We have been slowly working through debugging the various error messages seen in our graylog server.log file so we can see when there are real issues.

This particular message is a current concern:

2017-02-19T12:10:51.869-05:00 WARN  [ProcessBufferProcessor] Unable to process message <5dc778dc-f6c6-11e6-9b33-0025b5ff0071>: org.graylog.plugins.pipelineprocessor.ast.exceptions.FunctionEvaluationException: java.lang.IllegalArgumentException: This IPv6 address cannot be used in IPv4 context

It occurs around 2500 times each day.
What is the BEST way to troubleshoot error messages related to “unable to process message”? Has anyone written up a basic procedure that one could follow?

In older versions of Graylog I vaguely remember an interface where I could see the message that could not be processed, making it simple to find and fix the problem.

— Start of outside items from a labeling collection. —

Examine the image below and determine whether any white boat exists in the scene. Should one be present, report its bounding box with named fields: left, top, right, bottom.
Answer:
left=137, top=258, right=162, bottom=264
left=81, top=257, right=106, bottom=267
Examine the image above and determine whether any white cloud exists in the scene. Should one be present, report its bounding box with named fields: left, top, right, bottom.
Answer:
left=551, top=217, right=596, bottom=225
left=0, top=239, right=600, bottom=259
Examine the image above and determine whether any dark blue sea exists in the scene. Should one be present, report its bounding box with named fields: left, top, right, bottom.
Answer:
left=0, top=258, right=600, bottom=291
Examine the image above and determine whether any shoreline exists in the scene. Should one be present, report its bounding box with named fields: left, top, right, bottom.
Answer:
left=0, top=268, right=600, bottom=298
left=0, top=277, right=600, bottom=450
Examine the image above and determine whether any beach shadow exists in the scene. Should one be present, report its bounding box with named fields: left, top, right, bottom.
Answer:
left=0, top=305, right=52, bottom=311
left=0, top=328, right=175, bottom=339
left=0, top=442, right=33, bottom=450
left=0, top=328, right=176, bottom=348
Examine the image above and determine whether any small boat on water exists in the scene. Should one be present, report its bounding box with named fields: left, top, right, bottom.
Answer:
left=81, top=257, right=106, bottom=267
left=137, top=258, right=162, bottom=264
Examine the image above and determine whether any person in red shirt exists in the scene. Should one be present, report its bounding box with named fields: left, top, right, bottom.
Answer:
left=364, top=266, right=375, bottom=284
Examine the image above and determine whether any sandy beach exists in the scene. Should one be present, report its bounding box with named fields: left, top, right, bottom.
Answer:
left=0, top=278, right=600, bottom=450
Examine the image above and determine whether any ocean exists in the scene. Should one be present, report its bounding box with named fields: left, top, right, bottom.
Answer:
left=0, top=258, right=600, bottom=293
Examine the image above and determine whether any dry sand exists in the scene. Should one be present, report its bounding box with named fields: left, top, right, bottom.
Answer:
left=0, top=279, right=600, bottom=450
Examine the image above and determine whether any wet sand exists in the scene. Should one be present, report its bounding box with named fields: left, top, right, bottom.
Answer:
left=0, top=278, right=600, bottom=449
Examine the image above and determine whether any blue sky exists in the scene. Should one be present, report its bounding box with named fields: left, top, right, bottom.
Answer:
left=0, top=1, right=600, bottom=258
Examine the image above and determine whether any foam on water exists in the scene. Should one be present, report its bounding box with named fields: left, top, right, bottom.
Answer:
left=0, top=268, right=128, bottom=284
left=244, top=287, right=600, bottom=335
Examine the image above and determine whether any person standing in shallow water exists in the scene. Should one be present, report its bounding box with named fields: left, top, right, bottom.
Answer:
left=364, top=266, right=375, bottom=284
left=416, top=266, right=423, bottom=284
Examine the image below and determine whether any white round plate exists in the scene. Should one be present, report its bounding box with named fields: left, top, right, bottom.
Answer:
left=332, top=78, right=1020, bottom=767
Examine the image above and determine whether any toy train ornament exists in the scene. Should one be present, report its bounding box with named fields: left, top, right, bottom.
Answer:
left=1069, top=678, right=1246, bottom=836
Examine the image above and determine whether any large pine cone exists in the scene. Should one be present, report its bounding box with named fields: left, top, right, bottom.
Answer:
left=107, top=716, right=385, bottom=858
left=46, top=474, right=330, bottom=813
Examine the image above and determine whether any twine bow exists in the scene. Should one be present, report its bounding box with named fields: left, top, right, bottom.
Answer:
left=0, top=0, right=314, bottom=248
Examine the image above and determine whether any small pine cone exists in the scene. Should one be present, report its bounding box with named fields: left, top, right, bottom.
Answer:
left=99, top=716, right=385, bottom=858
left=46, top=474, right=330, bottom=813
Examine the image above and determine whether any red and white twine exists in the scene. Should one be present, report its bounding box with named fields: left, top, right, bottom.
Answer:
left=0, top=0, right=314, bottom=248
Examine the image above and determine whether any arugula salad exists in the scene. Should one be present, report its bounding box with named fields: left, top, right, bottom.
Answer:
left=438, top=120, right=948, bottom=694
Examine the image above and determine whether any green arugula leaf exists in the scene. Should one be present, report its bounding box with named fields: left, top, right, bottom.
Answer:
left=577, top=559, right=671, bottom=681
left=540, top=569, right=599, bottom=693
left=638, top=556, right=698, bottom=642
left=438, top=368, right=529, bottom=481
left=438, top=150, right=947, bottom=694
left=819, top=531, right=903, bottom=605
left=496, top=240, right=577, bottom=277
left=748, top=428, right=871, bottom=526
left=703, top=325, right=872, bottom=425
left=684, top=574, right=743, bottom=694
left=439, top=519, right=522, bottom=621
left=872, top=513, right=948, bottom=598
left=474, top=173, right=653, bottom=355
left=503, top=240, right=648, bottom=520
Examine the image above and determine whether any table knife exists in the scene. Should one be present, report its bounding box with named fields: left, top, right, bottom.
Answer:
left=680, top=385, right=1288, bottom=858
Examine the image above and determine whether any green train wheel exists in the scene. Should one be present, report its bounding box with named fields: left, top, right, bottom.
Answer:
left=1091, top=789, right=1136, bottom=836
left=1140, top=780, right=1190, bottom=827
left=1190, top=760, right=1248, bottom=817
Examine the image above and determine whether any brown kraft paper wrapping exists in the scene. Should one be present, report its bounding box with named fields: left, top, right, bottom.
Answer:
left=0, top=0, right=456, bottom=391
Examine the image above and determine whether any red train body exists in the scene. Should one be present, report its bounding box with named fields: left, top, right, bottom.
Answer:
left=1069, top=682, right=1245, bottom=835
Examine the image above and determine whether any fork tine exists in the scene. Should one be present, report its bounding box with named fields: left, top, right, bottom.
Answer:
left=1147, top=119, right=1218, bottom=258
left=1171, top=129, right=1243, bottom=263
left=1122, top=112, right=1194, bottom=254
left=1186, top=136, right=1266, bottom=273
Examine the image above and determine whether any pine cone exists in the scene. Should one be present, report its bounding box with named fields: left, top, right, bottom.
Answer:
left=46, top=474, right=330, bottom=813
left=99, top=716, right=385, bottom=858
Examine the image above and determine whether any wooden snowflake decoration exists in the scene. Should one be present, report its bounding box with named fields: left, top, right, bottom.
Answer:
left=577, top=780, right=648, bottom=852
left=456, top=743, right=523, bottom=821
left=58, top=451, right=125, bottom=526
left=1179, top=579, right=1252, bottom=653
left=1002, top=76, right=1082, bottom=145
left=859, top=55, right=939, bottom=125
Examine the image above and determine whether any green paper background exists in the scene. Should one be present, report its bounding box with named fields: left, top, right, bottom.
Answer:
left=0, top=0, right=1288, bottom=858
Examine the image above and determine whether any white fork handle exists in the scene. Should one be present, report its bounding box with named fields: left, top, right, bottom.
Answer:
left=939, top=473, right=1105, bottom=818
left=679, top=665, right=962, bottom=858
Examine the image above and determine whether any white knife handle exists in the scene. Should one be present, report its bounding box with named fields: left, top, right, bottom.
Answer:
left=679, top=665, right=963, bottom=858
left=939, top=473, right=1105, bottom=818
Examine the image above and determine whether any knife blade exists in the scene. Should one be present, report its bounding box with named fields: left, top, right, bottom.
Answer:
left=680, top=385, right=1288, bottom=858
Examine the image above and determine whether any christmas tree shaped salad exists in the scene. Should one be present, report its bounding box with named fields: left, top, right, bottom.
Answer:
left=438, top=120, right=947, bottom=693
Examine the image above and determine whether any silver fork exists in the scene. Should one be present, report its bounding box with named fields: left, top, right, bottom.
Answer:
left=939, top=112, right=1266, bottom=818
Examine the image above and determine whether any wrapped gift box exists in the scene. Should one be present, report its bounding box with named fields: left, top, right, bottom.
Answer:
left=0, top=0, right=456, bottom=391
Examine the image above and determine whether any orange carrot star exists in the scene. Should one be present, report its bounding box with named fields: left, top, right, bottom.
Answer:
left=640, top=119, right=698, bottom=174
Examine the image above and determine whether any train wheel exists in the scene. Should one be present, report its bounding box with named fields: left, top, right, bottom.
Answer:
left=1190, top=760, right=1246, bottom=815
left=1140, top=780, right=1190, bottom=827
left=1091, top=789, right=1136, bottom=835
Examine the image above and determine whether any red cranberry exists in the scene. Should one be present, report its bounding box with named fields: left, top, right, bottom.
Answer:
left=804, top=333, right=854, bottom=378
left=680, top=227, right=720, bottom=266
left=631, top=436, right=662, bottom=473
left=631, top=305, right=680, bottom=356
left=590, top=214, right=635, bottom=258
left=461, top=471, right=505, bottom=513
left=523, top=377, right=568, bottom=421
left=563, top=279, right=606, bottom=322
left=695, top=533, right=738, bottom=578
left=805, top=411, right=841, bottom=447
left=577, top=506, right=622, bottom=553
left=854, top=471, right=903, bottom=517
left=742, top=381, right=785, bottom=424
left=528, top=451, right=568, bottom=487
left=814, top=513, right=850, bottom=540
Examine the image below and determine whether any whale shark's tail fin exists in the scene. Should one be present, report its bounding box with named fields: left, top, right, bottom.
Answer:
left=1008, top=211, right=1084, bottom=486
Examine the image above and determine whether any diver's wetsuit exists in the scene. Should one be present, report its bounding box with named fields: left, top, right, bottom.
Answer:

If that’s here now I might be missing it.

I like this new discussion forum.

Dustin Tennill


(Jochen) #2

Hi Dustin,

these messages are most likely produced by some invalid call to the cidr_match() function.

You should check the usage of that function and make sure to only pass valid parameters.

Cheers,
Jochen


(Lennart Koopmann) #3

@jochen This looks like the message is being discarded. Can you confirm? If so, we should change the behavior of cidr_match() and make the function throw a warning but handle it gracefully, i.e. not lose the whole message.


(Dustin Tennill) #4

Thanks !!!

Sounds like a pipeline is the next place to check.


(Dustin Tennill) #5

Here is a reduced bit of pipeline we currently have deployed.

rule "from datacenter subnet"
when
    cidr_match("192.168.1.0/24", to_ip($message.gl2_remote_ip)) OR cidr_match("192.168.2.0/24", to_ip($message.gl2_remote_ip)) 
then
    set_field(field: "LocationTag", value: "datacenter");
end

I am trying to confirm with log data, but I am assuming that an ipv6 address isn’t safely handled by “to_ip”. Will post back once I know for sure.